Journamalism in the UK

I love this example from New Economist:

The Saturday Telegraph front page carries a rather alarmist lead story by Graeme Paton and Toby Helm: Middle classes abandon state schools Here are the first two paragraphs:

A growing proportion of middle-class parents are giving up on state education after 10 years of Labour rule by paying to educate their children in the independent sector, official figures have disclosed.

The scale of the exodus is shown for the first time in statistics indicating that many families outside the traditional fee-paying heartland of the South East are shunning comprehensives in favour of private schools.

So just how fast is this “exodus” from public schools?

Figures from the Department for Children, Schools and Families showed that on average, 7.1 per cent of 11- to 15-year-olds were taught in independent schools in 2004. But by this year the proportion had risen to 7.3 per cent – a total of 232,620 pupils.

There was also a rise in the number of primary-school age children in private education over the three-year period, from 5.5 per cent to 5.6 per cent – a total of 199,030 pupils.

Yep, that’s an increase of just 0.2 or 0.1 percentage points over three years. So for 11-15 year olds that’s around a 1 percentage point increase in private school’s share every 15 years, and for primary-school aged every 30 years.

At that pace it would take 109 years for private school’s share of high school students to double (to 14.6% by 2116), and 167 years for the primary-school age share to double (to 11.2% by 2174). Even Methuselah would not have considered that an “exodus”.

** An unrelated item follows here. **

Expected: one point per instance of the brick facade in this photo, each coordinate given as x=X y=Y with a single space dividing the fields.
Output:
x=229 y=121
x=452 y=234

The most innumerate piece of UK journalism I’ve read for quite some time.
Because a relatively high percentage of the professional class in London, where media is concentrated, go private, a lot of UK papers assume that everyone abandons the state sector in education (London private schools capture about twice the percentage of students as nationally – a small minority still). When I lived in London, my veins would pop out when I read this sort of stuff. Now – true confession – my children go to a private school which is proving wonderful. It does leave me with some residual guilt.